Sorrell, three years older than Brown, was a pipe-fitter from Stockport whose solid and knowledgeable company underpinned the first phase of Brown's pioneering on rock. That their ability was notably higher than the prevailing standards of the day was established on a visit to North Wales. They had viewed the climb known as Lot's Groove on the cliffs of Glyder Fach — alleged to be one of the harder climbs in Wales. Two well-known climbers told them that it was only to be tried after an initial ascent on a top-rope and the consumption of a bar of chocolate: "Having no bar of chocolate we dispensed with a top-rope inspection and climbed the route on sight. We couldn't understand what all the fuss was about." On the same holiday Brown made an ascent of the Suicide Wall in Cwm Idwal — undoubtedly the hardest climb of its time in Britain. "I didn't find it too bad," he told me many years later. By the summer of 1948, having mastered the most difficult of the existing climbs, he began turning out his own repertoire.

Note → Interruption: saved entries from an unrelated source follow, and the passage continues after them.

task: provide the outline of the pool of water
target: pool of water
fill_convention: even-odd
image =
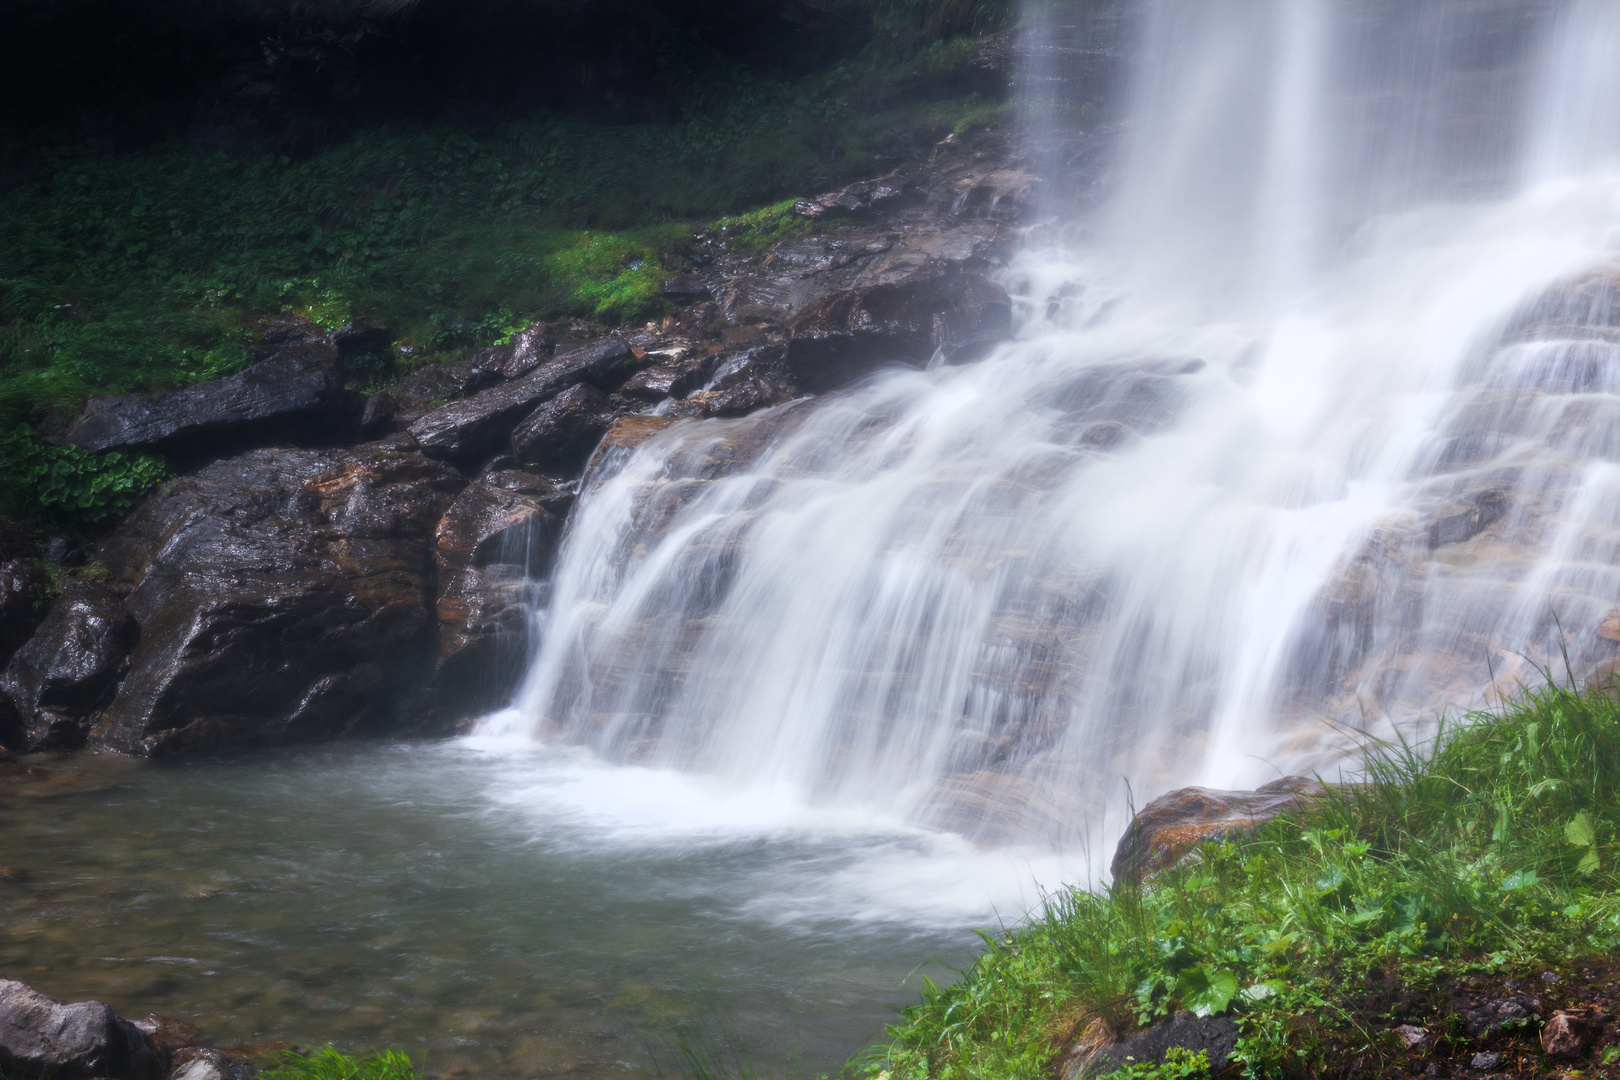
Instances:
[[[678,1072],[677,1038],[836,1069],[1068,870],[528,743],[35,764],[0,782],[0,972],[427,1075]]]

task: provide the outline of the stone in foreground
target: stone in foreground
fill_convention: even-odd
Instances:
[[[1285,776],[1254,791],[1188,787],[1160,795],[1131,820],[1109,870],[1115,881],[1140,882],[1174,866],[1200,844],[1252,832],[1326,790],[1316,780]]]
[[[163,1054],[99,1001],[64,1005],[0,980],[0,1073],[53,1080],[161,1080]]]
[[[432,649],[434,530],[466,485],[381,450],[256,450],[102,545],[140,624],[92,739],[174,754],[392,729]]]

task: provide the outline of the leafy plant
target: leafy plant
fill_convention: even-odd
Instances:
[[[1620,947],[1620,699],[1549,683],[1420,743],[1369,740],[1357,782],[1142,886],[1069,890],[861,1058],[892,1078],[1049,1074],[1086,1023],[1228,1012],[1251,1077],[1371,1032],[1346,987],[1425,985]],[[1337,1036],[1334,1036],[1337,1037]]]
[[[94,530],[122,517],[168,474],[159,457],[47,446],[27,428],[0,437],[0,466],[6,477],[0,509],[71,532]]]

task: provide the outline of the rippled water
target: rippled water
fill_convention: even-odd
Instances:
[[[577,754],[353,745],[0,781],[0,972],[429,1075],[834,1069],[1034,867]],[[1056,871],[1054,871],[1056,872]]]

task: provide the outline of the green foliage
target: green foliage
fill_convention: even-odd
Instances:
[[[259,1074],[263,1080],[416,1080],[411,1059],[398,1050],[352,1058],[334,1049],[289,1050]]]
[[[127,514],[168,472],[162,458],[47,446],[25,427],[0,436],[0,512],[88,532]]]
[[[771,245],[810,231],[810,223],[793,213],[797,200],[787,199],[749,214],[721,218],[712,226],[733,251],[758,255]]]
[[[1182,1046],[1165,1051],[1163,1061],[1132,1062],[1115,1069],[1112,1080],[1194,1080],[1209,1075],[1209,1051],[1194,1053]]]
[[[1068,891],[925,986],[863,1065],[894,1080],[1047,1075],[1091,1019],[1239,1018],[1247,1075],[1312,1072],[1362,975],[1422,985],[1620,947],[1620,700],[1549,684],[1141,887]],[[1363,1033],[1365,1036],[1367,1033]]]

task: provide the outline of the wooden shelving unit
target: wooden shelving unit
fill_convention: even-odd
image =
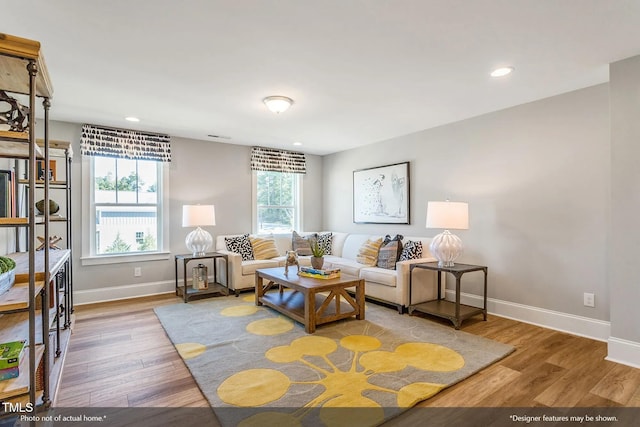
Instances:
[[[26,212],[23,217],[0,218],[0,227],[15,227],[16,241],[19,240],[18,233],[26,233],[27,243],[26,252],[9,255],[17,264],[16,284],[0,295],[0,342],[26,340],[27,351],[20,364],[20,376],[0,381],[0,401],[48,407],[52,401],[51,390],[55,390],[59,382],[56,375],[61,374],[64,351],[69,342],[70,329],[64,327],[71,324],[70,305],[67,303],[67,298],[70,298],[71,252],[68,249],[50,250],[48,245],[44,250],[36,251],[36,227],[44,225],[44,239],[48,241],[52,219],[66,219],[51,218],[48,213],[37,216],[35,194],[38,188],[43,189],[45,205],[48,205],[50,187],[60,185],[67,191],[70,191],[70,187],[66,182],[50,182],[49,176],[44,181],[36,181],[36,161],[44,160],[48,165],[49,156],[58,153],[68,158],[70,144],[49,138],[49,108],[53,87],[40,43],[0,33],[0,70],[0,90],[10,97],[18,94],[28,98],[28,103],[25,103],[28,107],[27,123],[0,130],[0,157],[13,159],[16,165],[18,161],[25,165],[24,177],[27,179],[14,185],[26,189],[28,196],[24,201]],[[41,140],[35,137],[35,116],[41,116],[36,102],[38,98],[44,110],[44,119],[38,120],[39,125],[44,127],[44,138]],[[65,167],[68,169],[68,163]],[[66,179],[68,181],[68,174]],[[70,209],[67,206],[68,213]],[[59,280],[64,286],[58,285]],[[61,292],[64,304],[60,301]],[[61,307],[66,311],[62,312]],[[60,325],[62,319],[64,327]],[[0,406],[0,414],[3,408]]]

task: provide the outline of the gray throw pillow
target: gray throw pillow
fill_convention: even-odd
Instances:
[[[295,231],[291,235],[291,247],[298,255],[308,256],[311,255],[311,243],[309,242],[309,238],[315,238],[315,234],[310,234],[308,236],[301,236]]]
[[[399,234],[393,239],[388,234],[385,236],[378,251],[378,267],[388,270],[396,269],[396,262],[402,253],[402,237]]]

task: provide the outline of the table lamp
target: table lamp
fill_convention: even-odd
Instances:
[[[213,246],[211,234],[200,228],[211,225],[216,225],[216,211],[213,205],[182,206],[182,226],[197,227],[184,241],[193,256],[202,256]]]
[[[469,229],[469,205],[465,202],[428,202],[427,228],[443,228],[444,231],[431,240],[429,250],[438,260],[438,267],[453,267],[462,253],[462,240],[452,230]]]

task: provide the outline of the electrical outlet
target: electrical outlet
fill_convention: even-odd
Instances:
[[[136,267],[133,269],[133,277],[142,276],[142,269],[140,267]]]
[[[594,294],[586,293],[584,294],[584,305],[586,307],[595,307],[596,306],[596,296]]]

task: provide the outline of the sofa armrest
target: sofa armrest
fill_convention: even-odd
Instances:
[[[217,259],[216,262],[219,274],[222,278],[222,283],[227,285],[229,289],[235,290],[235,284],[240,283],[242,277],[242,255],[231,252],[226,249],[219,249],[216,252],[227,255],[227,262],[229,263],[229,277],[226,277],[227,270],[222,259]]]
[[[411,265],[423,262],[436,262],[433,257],[398,261],[396,270],[398,271],[397,284],[398,291],[402,292],[402,301],[406,306],[424,301],[436,299],[438,297],[438,272],[426,269],[413,270],[413,287],[411,289],[411,299],[409,301],[409,272]],[[444,296],[446,274],[441,275],[441,291]]]

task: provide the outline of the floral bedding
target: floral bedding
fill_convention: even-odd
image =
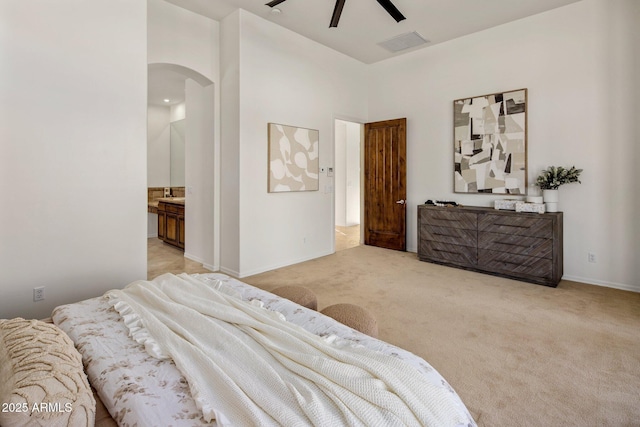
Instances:
[[[243,300],[259,300],[270,310],[319,336],[335,335],[405,360],[451,394],[466,411],[455,391],[423,359],[355,331],[321,313],[218,273],[192,275],[212,284],[219,280]],[[74,341],[82,354],[85,372],[100,399],[120,426],[202,426],[202,418],[189,392],[189,385],[170,360],[149,355],[129,337],[120,315],[104,297],[56,308],[53,320]],[[475,422],[469,415],[469,426]]]

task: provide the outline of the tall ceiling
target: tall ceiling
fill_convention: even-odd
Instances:
[[[579,0],[392,0],[407,18],[399,23],[376,0],[346,0],[337,28],[329,28],[335,0],[286,0],[280,14],[271,13],[268,0],[166,1],[216,21],[245,9],[371,64],[401,54],[378,45],[400,34],[417,31],[430,41],[423,46],[432,46]]]
[[[335,0],[286,0],[274,14],[268,0],[166,0],[216,21],[237,9],[372,64],[417,49],[428,48],[580,0],[392,0],[407,18],[396,22],[376,0],[346,0],[337,28],[329,28]],[[397,53],[378,43],[416,31],[429,42]],[[540,31],[544,31],[541,28]],[[182,81],[181,81],[182,77]],[[167,93],[168,91],[168,93]],[[184,76],[172,72],[149,74],[149,103],[170,105],[184,100]],[[170,99],[170,104],[162,99]]]

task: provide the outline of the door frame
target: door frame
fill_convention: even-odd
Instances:
[[[364,244],[364,228],[362,224],[364,222],[364,124],[367,123],[366,119],[356,118],[353,116],[346,116],[341,114],[333,115],[332,122],[332,139],[333,144],[331,154],[331,164],[336,164],[336,120],[342,120],[344,122],[357,123],[360,125],[360,244]],[[331,253],[336,252],[336,188],[335,181],[331,181]]]

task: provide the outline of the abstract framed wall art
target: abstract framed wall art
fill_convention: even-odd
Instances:
[[[318,191],[319,132],[269,123],[269,193]]]
[[[527,89],[453,101],[454,191],[526,194]]]

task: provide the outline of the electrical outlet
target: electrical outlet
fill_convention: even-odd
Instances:
[[[44,299],[44,286],[33,288],[33,300],[42,301]]]
[[[594,254],[593,252],[589,252],[587,254],[587,259],[590,263],[595,264],[596,263],[596,254]]]

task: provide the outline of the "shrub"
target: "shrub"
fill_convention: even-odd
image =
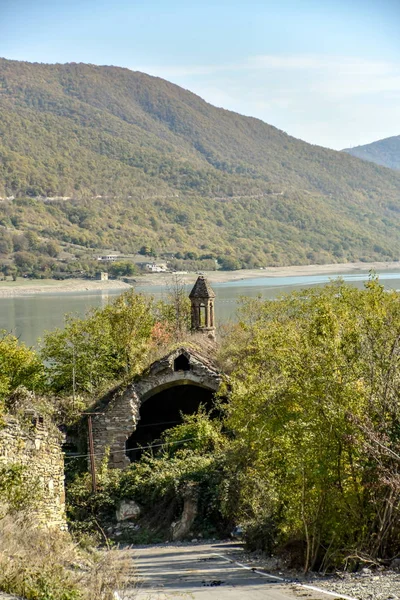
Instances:
[[[0,590],[26,600],[113,600],[128,574],[120,551],[83,551],[29,513],[0,519]]]

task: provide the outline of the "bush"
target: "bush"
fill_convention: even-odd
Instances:
[[[113,600],[127,576],[120,551],[83,551],[67,533],[0,519],[0,590],[26,600]]]
[[[167,430],[162,441],[163,447],[157,454],[144,454],[124,471],[108,470],[103,464],[96,495],[91,493],[88,474],[69,485],[67,506],[71,527],[102,535],[101,531],[115,520],[118,502],[134,499],[143,509],[135,541],[169,539],[171,524],[182,513],[184,492],[193,485],[199,501],[192,533],[226,534],[231,521],[222,509],[227,438],[221,432],[221,422],[200,411],[185,416],[181,425]],[[138,536],[140,540],[136,539]]]

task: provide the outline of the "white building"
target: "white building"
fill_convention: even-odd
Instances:
[[[98,256],[97,260],[102,260],[104,262],[115,262],[120,257],[117,254],[106,254],[105,256]]]
[[[167,265],[156,265],[156,263],[148,263],[146,269],[150,273],[166,273],[168,271]]]

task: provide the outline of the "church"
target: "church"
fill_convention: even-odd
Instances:
[[[204,276],[198,277],[189,298],[191,330],[212,344],[215,293]],[[210,410],[221,381],[213,361],[189,345],[155,361],[128,386],[119,386],[97,402],[92,418],[96,462],[106,452],[111,468],[138,460],[163,431],[182,422],[182,414],[194,414],[201,405]]]

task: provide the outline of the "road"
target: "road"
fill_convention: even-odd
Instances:
[[[135,600],[332,600],[246,568],[232,558],[233,544],[159,545],[135,548],[139,587],[123,594]]]

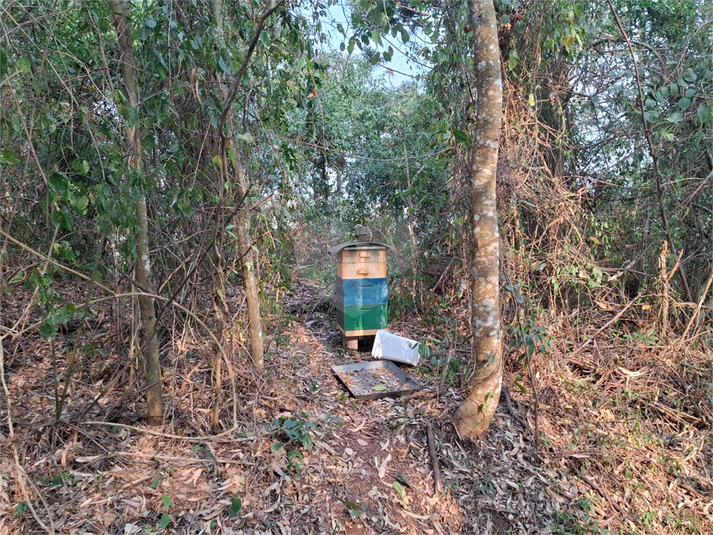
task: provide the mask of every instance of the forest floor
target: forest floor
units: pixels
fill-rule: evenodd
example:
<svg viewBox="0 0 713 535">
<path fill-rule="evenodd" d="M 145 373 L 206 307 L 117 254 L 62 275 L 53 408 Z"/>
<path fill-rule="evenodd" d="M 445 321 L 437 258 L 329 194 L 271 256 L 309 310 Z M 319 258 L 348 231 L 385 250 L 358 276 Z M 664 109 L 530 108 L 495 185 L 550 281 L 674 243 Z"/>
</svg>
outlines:
<svg viewBox="0 0 713 535">
<path fill-rule="evenodd" d="M 572 358 L 577 344 L 553 343 L 525 379 L 511 356 L 486 439 L 465 442 L 449 420 L 464 389 L 443 355 L 402 368 L 422 386 L 412 394 L 349 396 L 331 367 L 371 356 L 301 305 L 321 294 L 282 298 L 292 320 L 273 326 L 264 373 L 235 360 L 217 427 L 212 348 L 185 332 L 164 345 L 162 428 L 141 422 L 117 311 L 53 344 L 6 339 L 0 534 L 713 533 L 710 354 L 600 335 Z M 29 298 L 5 296 L 2 325 Z"/>
</svg>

Initially these climbs were on Derbyshire and Yorkshire gritstone edges — brutally steep outcrops of abrasive rock in the ascent of which Brown displayed a suavely rhythmical and relaxed genius. His ability was now bolstered by being at the centre of a group of climbers from the Manchester and Derby areas, the Valkyrie Club. On crags like Stanage and Froggatt Edges, Wimberry Rocks and Dovestones, the routes that marked British rock-climbing's post-war revolution and were to bring it in line with pre-war continental standards were forged. Long-standing problems feared and revered by the sport's elders were vanquished beneath the insouciant plimsolls of a ragged and humorous 17-year-old youth. As a young climber myself in Manchester at the start of the 1960s, I was intensely aware of his presence and how much he had achieved by then.
With all the other greats of my time, I could understand how they climbed: fitness, physique, supple gymnasticism or sheer application. With Brown, there was something else at work. He was quite short, not heavily built, his muscles corded rather than developed, his movement smooth and deliberate. When I climbed with him, sometimes I would watch the way he made a move, copy it when I came to that point, and his way, that he had seen instantly, would be the least obvious and most immediately right. He was climbing's supreme craftsman, unerringly aware of the medium. That instinctual rock-sense never entirely left him. And with him too came a character generous, playful and straightforward. His mind may not have been academically trained, but he was sharp, informed, argumentative, and I think very wise. He loved the contest, be it physical or intellectual; he loved to wrestle. Once, after an exceptionally fissile first ascent on the Pembrokeshire sea-cliffs, he had led the marginally safer top pitch and I followed to find him sitting on the cliff-edge with nothing more than his feet down two rabbit holes for a belay, smiling dangerously. He pulled me to the ground and boxed me about the ears for risking his life and limb, scolding me for what he called the loosest route he had ever done. But he was laughing, laughing, and we ran back in perfect humour across the unmarked beach, the cliff crumbling slowly behind us in the western light, the waves rolling against it. He needed the simplicity of that conflict, and the character that emerged from it was perhaps the sweetest I ever knew, still generous and endearingly funny as he endured with dignity and humour the ill health of his final years.
(m. Valerie, 1957, who survives him, as do their two daughters, Helen and Zoe, and four grandchildren.)
Joe Brown, mountaineer, born 29 September 1930; died 15 April, 2020.